Collectivités territoriales/Autonomisation de la femme: Le plaidoyer de Rebecca Yao pour un modèle de budgétisation sensible au genre

La présidente de DVE, Rebecca Yao, une actrice engagée pour l'autonomisation de la femme. (Ph: Dr)
La présidente de DVE, Rebecca Yao, une actrice engagée pour l'autonomisation de la femme. (Ph: Dr)
La présidente de DVE, Rebecca Yao, une actrice engagée pour l'autonomisation de la femme. (Ph: Dr)

Collectivités territoriales/Autonomisation de la femme: Le plaidoyer de Rebecca Yao pour un modèle de budgétisation sensible au genre

Le 11/09/25 à 13:47
modifié 11/09/25 à 17:19
L’épanouissement et l’autonomisation des femmes en zone rurale doivent nécessairement passer par une intégration du genre dans les instruments de budgétisation et de planification. La présidente de la société coopérative Diabo ville émergente (Dve), un modèle d’organisation en la matière, s’est prononcée sur le sujet, samedi dernier, lors d’un entretien avec la presse.

Sa structure, indique-t-elle, s’est fixée pour objectif de donner les moyens aux femmes de subvenir aux besoins incompressibles de leur ménage, et donc d’avoir des ressources régulières. « C’est dans cette optique que nous avons décidé de nous appuyer sur l’agriculture, principale activité des populations en zone rurale.
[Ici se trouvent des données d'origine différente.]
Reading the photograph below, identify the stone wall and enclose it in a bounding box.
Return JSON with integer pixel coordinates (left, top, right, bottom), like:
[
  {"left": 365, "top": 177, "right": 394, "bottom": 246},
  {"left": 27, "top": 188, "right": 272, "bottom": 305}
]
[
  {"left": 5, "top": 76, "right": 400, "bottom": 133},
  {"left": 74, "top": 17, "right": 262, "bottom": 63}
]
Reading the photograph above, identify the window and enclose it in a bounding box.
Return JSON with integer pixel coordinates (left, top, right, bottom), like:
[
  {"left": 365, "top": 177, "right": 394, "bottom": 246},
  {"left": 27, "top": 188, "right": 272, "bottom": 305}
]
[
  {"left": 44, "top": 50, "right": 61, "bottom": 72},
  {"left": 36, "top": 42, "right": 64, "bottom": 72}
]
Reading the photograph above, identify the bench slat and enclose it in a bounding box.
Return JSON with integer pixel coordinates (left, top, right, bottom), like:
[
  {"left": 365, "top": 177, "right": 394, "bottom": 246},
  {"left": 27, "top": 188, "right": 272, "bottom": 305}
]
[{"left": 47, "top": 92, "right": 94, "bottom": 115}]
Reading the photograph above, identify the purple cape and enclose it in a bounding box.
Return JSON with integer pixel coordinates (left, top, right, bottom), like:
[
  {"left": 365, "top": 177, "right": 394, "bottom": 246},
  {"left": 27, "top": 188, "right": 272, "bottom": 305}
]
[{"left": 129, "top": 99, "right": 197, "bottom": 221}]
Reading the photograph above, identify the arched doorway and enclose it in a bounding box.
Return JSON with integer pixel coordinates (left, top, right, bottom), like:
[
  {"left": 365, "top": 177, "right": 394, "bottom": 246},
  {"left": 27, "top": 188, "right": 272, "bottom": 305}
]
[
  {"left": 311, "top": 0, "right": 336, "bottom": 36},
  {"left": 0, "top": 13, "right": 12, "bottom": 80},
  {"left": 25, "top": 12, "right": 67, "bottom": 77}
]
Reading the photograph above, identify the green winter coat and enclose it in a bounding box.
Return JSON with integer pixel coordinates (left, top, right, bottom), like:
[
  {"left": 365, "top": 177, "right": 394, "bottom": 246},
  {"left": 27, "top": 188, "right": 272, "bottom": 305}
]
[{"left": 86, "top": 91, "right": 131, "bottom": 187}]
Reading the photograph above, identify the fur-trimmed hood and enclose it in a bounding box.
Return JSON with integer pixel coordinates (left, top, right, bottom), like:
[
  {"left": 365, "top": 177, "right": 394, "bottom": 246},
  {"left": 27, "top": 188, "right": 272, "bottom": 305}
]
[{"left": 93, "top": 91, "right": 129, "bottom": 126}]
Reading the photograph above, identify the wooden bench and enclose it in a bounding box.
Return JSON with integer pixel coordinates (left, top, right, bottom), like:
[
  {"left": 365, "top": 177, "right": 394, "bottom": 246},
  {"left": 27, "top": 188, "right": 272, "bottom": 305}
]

Nous avons mis en place une politique visant à sortir nos mamans de l’agriculture de subsistance pour les orienter vers une agriculture commerciale. L’idée étant de les aider à cultiver de plus grandes surfaces et d’avoir plus de revenus », a expliqué Rebecca Yao. Soulignant que le choix s'est porté sur le riz, denrée la plus consommée en Côte d’Ivoire.

La présidente de Diabo ville émergente assure que son engagement est porté par une conviction profonde. Qui est que l’autonomisation des femmes rurales est essentielle pour le progrès de la société. « Ce qui me meut, c’est voir les femmes, surtout en milieu rural, se réapproprier leur destin, prendre des initiatives dans l’entrepreneuriat agricole et s’engager pour le développement durable de leur communauté. C’est aussi l’idée qu’en mettant en place des programmes de renforcement des capacités, de médiation et de prévention des conflits, nous pouvons restaurer la paix et la cohésion sociale. Je me sens animée par la force collective des femmes pour transformer durablement notre société », a confié Rebecca Yao.

Pour elle, il n’y a plus de temps à perdre. Il urge que les décideurs et les collectivités locales fassent un clin d’œil au genre dans leurs plans d’actions et budgets. Cette ligne budgétaire doit prendre en compte le renforcement des capacités des femmes. Il faut aussi que des donateurs et des mécènes s’intéressent aux initiatives d’amélioration des conditions de vie de la femme.